Recuerdo una antigua coplilla popular que refiriéndose a Málaga – aunque bien podía haber sido cualquier otra ciudad de nuestro solar patrio – decía: “Málaga, ciudad bravía, que entre antiguas y moderna, tiene veinte mil tabernas, y una sola librería...” bien es verdad que he de reconocer que con el tiempo, todo ha cambiado, ahora las librerías se han multiplicado por diez... y las tabernas también.

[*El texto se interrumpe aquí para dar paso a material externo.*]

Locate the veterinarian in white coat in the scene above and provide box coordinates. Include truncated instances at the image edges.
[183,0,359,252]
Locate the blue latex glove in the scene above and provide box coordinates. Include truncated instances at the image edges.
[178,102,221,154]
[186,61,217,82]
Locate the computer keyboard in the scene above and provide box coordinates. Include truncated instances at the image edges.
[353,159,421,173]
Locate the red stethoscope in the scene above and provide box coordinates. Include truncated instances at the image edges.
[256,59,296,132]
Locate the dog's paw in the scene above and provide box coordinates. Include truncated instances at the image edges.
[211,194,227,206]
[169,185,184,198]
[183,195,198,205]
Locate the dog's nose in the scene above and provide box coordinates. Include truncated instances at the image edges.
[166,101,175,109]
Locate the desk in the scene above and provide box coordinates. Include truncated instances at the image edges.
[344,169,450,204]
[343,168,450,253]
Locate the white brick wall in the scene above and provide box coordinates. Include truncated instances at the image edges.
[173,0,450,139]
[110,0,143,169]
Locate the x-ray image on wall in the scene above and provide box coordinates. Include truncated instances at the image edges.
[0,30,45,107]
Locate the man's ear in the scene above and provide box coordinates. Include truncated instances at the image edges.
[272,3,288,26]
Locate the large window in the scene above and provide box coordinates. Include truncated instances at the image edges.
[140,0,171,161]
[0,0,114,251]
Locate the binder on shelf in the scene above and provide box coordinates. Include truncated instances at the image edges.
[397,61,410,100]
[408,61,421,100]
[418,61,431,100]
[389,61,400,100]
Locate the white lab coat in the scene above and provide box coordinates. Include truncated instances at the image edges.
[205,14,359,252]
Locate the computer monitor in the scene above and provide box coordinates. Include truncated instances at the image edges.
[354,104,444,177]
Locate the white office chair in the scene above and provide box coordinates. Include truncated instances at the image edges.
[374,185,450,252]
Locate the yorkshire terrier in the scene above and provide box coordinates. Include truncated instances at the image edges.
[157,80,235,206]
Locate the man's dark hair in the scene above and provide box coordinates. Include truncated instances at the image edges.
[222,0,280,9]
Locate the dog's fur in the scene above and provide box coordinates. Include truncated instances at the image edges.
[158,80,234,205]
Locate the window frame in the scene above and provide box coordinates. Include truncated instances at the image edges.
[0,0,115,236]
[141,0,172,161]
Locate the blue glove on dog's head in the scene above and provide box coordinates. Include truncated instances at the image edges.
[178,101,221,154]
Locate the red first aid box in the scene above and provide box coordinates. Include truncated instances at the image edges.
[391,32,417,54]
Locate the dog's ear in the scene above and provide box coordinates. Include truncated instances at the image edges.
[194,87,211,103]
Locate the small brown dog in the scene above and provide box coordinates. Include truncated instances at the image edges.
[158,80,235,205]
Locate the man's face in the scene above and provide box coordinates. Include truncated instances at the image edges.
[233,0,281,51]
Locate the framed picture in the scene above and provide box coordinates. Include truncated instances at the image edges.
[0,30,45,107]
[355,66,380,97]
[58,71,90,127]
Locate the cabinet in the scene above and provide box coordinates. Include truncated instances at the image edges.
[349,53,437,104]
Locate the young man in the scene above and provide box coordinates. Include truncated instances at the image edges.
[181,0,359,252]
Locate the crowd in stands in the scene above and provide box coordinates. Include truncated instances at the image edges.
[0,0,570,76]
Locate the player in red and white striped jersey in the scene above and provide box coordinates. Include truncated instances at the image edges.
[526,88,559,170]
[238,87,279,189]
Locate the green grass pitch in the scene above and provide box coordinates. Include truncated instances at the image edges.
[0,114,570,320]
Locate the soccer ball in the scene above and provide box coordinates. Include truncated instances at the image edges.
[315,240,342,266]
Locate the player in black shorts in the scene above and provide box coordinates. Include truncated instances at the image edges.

Pero otra vez - amigo lector - he vuelto a diversificarme, pues tampoco es mi objetivo hablar de tabernas, librerías ni bares, sino referirme al Superconstellation, avión de la empresa Lockeed, orgullo de la ingeniería aeronáutica de la época, que con sus cuatro motores a hélice y haciendo escala en Madrid, Lisboa, Azores y medio mundo más, a la escalofriante velocidad de poco más de cuatrocientos kilómetros a la hora, hacía trayecto entre Barcelona y Nueva York una vez al mes.
El Superconstellation tenía dos públicos, el que viajaba a bordo – escaso y privilegiado, que recibía hasta un pijama y una bata de dormir de regalo durante el vuelo – y los que – numerosos y solamente “de miranda” - venían a ver su silueta cada vez que tocaba tierra aquí.
Entre los segundos se contaba Anselmo, amante de los aviones, que no fallaba una escala sin venir a admirarlo. Un día, en que marzo empezaba a vestirse casi de verano, nuestro hombre para mejor admirar las evoluciones del cuatrimotor en la pista, se sentó en una silla frente a una mesa velador, ya casi en la misma rampa de vuelo, y tras pedir un chocolate con porras, se dispuso a gozar del espectáculo.
Al poco, la imponente mole de la aeronave, se dibujó en el horizonte y tras una impecable maniobra de aproximación, tomó tierra llegando casi al extremo de la pista.
Ensimismado como se encontraba en la contemplación del aeroplano, no advirtió como el camarero, le avisaba insistentemente, de que permanecer allí era peligroso por el aire de las hélices, pero fuese porque no lo oyera, o porque hiciese caso omiso, el caso es que no se movió de su silla, y a los pocos instantes, el coloso dio la vuelta sobre si mismo, poniendo para ello al máximo la fuerza de sus motores.
Como si de hojas secas se tratase, mesas sillas, sombrillas y quitasoles del bar, fueron barridos en un santiamén, quedando patas arriba el velador y asiento que ocupaba Anselmo y siendo él mismo zarandeado y arrojado al suelo – junto con el chocolate que había pedido - por las rachas de viento de las hélices, quedando toda su ropa, como si de un uniforme de camuflaje se tratara.
Mientras el camarero, solícito, intentaba inútilmente limpiar el traje de los manchurrones del chocolate, Anselmo lejos de arrepentirse, se prometió asimismo, venir – la próxima vez- con un atuendo más adecuado...
En aquellos años, ver despegar y aterrizar un avión, se consideraba un auténtico espectáculo...y es que, en aquellos años, en que nunca pasaba nada, cualquier cosa resultaba fantástica y maravillosa.